Unable to set OllamaLLM post url
Opened this issue · 0 comments
Hi, I wanted to use Ollama as my local LLM, but I'm hosting it in a different docker container than my app.
When I try to connect to Ollama from my app, I get the following expected error since they're running on different containers:
LLM error: HTTPConnectionPool(host='localhost', port=11434): Max retries exceeded with url: /api/chat (Caused by NewConnectionError('<urllib3.connection.HTTPConnection object at 0x7f622c1ead90>: Failed to establish a new connection: [Errno 111] Connection refused'))
Here is my code:
encoder = HuggingFaceEncoder()
_llm = OllamaLLM(llm_name="mistral")
rl = RouteLayer(encoder=encoder, routes=routes, llm=_llm)
Ideally, I would be able to instantiate OllamaLLM
and set the base URL, something like the following (assuming my container is called "ollama"):
_llm = OllamaLLM(llm_name="mistral", base_url="http://ollama:11434")
However, OllamaLLM
hardcodes the url, which makes sense given that it's meant to run locally.
...
response = requests.post("http://localhost:11434/api/chat", json=payload)
output = response.json()["message"]["content"]
...
(https://github.com/aurelio-labs/semantic-router/blob/main/semantic_router/llms/ollama.py#L52)

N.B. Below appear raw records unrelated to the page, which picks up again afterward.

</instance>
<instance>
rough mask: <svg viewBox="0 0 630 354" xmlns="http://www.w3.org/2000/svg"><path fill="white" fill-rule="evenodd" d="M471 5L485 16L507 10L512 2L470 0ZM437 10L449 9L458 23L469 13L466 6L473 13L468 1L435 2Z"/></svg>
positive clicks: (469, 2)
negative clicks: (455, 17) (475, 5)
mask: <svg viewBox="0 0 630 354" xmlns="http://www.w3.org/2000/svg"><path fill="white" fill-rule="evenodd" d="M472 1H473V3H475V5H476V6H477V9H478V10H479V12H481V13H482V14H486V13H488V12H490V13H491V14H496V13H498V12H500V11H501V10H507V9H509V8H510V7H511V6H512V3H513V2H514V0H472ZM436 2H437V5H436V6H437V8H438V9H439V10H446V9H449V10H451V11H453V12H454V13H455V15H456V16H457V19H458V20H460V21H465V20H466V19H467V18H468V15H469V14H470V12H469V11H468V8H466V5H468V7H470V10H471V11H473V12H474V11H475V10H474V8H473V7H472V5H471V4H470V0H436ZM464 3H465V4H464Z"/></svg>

I think a simple fix to add a base_url
arg would be the following:
diff --git a/semantic_router/llms/ollama.py b/semantic_router/llms/ollama.py
index df35ac0..3a09244 100644
--- a/semantic_router/llms/ollama.py
+++ b/semantic_router/llms/ollama.py
@@ -13,4 +13,5 @@ class OllamaLLM(BaseLLM):
max_tokens: Optional[int]
stream: Optional[bool]
+ base_url: Optional[str]
def __init__(
@@ -21,4 +22,5 @@ class OllamaLLM(BaseLLM):
max_tokens: Optional[int] = 200,
stream: bool = False,
+ base_url: str = "http://localhost:11434",
):
super().__init__(name=name)
@@ -27,4 +29,5 @@ class OllamaLLM(BaseLLM):
self.max_tokens = max_tokens
self.stream = stream
+ self.base_url = base_url
def __call__(
@@ -35,4 +38,5 @@ class OllamaLLM(BaseLLM):
max_tokens: Optional[int] = None,
stream: Optional[bool] = None,
+ base_url: Optional[str] = None,
) -> str:
# Use instance defaults if not overridden
@@ -41,4 +45,5 @@ class OllamaLLM(BaseLLM):
max_tokens = max_tokens if max_tokens is not None else self.max_tokens
stream = stream if stream is not None else self.stream
+ base_url = base_url if base_url is not None else self.base_url
try:
@@ -50,5 +55,5 @@ class OllamaLLM(BaseLLM):
"stream": stream,
}
- response = requests.post("http://localhost:11434/api/chat", json=payload)
+ response = requests.post(f"{base_url}/api/chat", json=payload)
output = response.json()["message"]["content"]
Here's a draft PR on my fork: https://github.com/prbarcelon/semantic-router/pull/1/files
What are the team's thoughts? Thank you!